Emerging economies are more likely to be high-risk environments, so it makes sense for lenders to be cautious.
Small business owners often also lack the financial and management knowledge to demonstrate their potential value using traditional business methods. Many first-time entrepreneurs have never pitched their business idea to funders, conducted market research or produced a business plan.
Limited research and development
Running a small business in a developing country is often just another way to subsist, and they’re seldom born out of innovation or entrepreneurial spirit, tending to replicate existing models such as the mobile airtime kiosk, the informal convenience shop or a taxi operation.
These businesses are often started by individuals who cannot find gainful employment, as opposed to innovators driven by finding new solutions to existing challenges. Given the fact that they are typically not disruptors, the value to these businesses of investing in R&D is often not apparent.
Having reliable access to electricity, water, communication services, roads and affordable, safe public transport is hardly a given in many developing countries and is entirely dependent on location.
Many small business owners don’t have access to adequate utilities and therefore struggle to produce goods, deliver services or communicate with potential clients and business partners.
South Africa, for example, is the 25th largest country by area and travel distances between suppliers and target markets can be extreme. A lack of affordable, reliable transport options hampers the ability of SMEs to meet clients and business partners.
Insufficient infrastructure also often extends to business services such as accounting and legal services, which is also not always readily available to developing world entrepreneurs.
Skills and labour shortages
Onerous labour laws designed to benefit workers can make it difficult for SMEs to offer employment contracts that protect the business if it’s going through a difficult period and unable to pay workers.
Additionally, skilled workers, especially in finance, accounting and sales are scarce. Generally speaking, well educated workers prefer to work for larger, more established companies offering a recognisable career path and security, whereas SMEs last less than 3.5 years on average.
The small number, size and remote locations of new entrepreneurial business in developing countries also tends to prevent them from forming collectives to enhance their bargaining power.
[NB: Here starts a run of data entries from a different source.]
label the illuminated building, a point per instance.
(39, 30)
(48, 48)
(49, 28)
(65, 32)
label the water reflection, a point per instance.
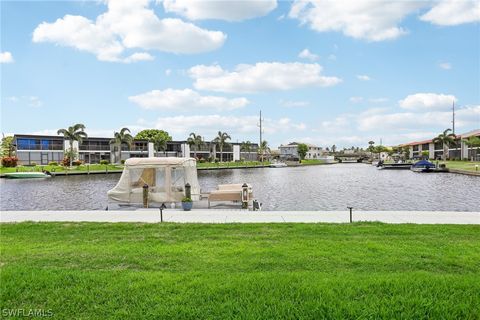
(332, 187)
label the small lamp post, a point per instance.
(350, 208)
(245, 196)
(145, 195)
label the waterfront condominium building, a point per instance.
(290, 151)
(456, 151)
(42, 149)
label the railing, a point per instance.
(40, 147)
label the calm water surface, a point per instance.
(332, 187)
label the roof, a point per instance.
(157, 161)
(473, 133)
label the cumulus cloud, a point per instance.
(186, 99)
(427, 101)
(363, 77)
(236, 126)
(6, 57)
(263, 76)
(128, 25)
(355, 99)
(294, 104)
(221, 9)
(371, 20)
(306, 54)
(445, 65)
(453, 12)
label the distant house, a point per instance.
(290, 151)
(458, 151)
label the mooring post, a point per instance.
(145, 195)
(350, 208)
(163, 206)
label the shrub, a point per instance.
(9, 161)
(66, 161)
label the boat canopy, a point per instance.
(166, 178)
(423, 164)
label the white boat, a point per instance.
(165, 177)
(26, 175)
(278, 164)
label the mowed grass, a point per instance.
(241, 271)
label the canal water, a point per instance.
(328, 187)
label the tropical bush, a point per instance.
(9, 161)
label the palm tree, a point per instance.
(473, 142)
(246, 146)
(221, 140)
(263, 148)
(73, 133)
(446, 139)
(160, 144)
(123, 136)
(196, 141)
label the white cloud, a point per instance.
(427, 101)
(404, 121)
(355, 99)
(128, 25)
(6, 57)
(186, 99)
(363, 77)
(453, 12)
(372, 20)
(445, 65)
(378, 100)
(236, 126)
(294, 104)
(306, 54)
(219, 9)
(263, 76)
(31, 101)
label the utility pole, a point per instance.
(453, 117)
(260, 126)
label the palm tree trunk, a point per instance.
(71, 153)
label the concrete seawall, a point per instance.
(239, 216)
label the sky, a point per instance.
(321, 72)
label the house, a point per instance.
(458, 151)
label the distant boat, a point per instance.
(26, 175)
(393, 166)
(424, 166)
(278, 165)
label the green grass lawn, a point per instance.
(254, 271)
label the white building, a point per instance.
(290, 151)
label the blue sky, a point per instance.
(324, 72)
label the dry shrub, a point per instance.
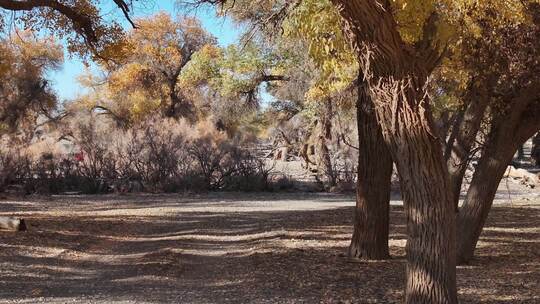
(158, 155)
Consequently, they find it difficult to lobby government institutions or access mentorship, funding, more prosperous markets and other benefits that connecting with politicians and industry leaders can bring about.
It’s however not all doom and gloom for small businesses, as there are a number of resources and options available to them to address these challenges.
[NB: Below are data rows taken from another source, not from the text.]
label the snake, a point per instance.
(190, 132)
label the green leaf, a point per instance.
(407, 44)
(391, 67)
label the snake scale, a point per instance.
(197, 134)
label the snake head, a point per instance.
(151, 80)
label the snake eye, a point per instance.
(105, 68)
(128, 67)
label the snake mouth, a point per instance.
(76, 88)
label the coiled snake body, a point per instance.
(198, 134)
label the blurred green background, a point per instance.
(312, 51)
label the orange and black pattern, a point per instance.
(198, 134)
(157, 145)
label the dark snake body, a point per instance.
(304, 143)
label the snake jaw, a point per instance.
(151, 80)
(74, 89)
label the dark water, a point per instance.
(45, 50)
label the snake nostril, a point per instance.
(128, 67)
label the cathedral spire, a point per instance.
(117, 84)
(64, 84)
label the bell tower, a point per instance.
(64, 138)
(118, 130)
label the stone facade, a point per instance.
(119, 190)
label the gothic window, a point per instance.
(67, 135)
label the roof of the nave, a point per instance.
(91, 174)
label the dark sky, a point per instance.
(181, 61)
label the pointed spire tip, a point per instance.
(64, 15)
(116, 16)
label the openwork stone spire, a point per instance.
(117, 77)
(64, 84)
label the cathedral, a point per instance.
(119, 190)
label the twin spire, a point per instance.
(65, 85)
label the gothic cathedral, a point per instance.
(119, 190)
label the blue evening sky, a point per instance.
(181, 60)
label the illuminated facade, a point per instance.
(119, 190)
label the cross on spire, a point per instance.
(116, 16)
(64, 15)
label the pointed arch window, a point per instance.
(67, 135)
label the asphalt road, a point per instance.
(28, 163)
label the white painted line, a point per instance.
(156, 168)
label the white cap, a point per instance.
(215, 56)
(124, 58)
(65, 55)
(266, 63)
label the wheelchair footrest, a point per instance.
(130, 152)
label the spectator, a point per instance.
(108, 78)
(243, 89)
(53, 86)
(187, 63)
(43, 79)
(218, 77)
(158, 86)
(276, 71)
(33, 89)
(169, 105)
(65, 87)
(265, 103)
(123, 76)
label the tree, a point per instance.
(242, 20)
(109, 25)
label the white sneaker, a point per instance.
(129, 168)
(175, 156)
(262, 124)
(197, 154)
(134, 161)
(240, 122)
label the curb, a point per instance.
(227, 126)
An ever increasing number of individuals livelihoods are dependent on SMEs, forcing governments to create enterprise propeller and incubation programmes to assist them. Small business owners need to keep themselves abreast of programmes and grants offered by Governments that may lift their businesses to the next level.
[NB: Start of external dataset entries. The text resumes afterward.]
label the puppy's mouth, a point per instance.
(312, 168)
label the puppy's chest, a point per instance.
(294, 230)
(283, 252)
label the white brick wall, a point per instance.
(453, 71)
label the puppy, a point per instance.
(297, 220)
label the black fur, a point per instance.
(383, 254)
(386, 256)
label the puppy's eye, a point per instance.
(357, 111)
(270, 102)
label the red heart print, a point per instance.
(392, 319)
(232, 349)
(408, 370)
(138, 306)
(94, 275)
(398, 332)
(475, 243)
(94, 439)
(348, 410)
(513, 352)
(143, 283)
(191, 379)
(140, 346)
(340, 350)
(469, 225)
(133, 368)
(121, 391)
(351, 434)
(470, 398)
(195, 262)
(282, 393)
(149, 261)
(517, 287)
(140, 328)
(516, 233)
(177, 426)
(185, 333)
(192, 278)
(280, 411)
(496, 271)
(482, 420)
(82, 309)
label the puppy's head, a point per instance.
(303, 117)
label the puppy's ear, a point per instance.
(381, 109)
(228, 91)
Adopting accessible and affordable technology enables businesses in remote locations to provide a competitive service offering, and it’s possible to offer goods and services to viable markets globally via the internet, when local markets cannot sustain and grow small businesses.
Outsourcing non-core services like accounting, payroll and taxation management is now possible for SMEs in remote areas, thanks to OCR technologies coupled with online and artificial intelligence-aided accounting software.
And finally, SMEs also need to pay special attention to potential additional costs, address problems when they arise and fix broken processes in-house before handing over to a third party.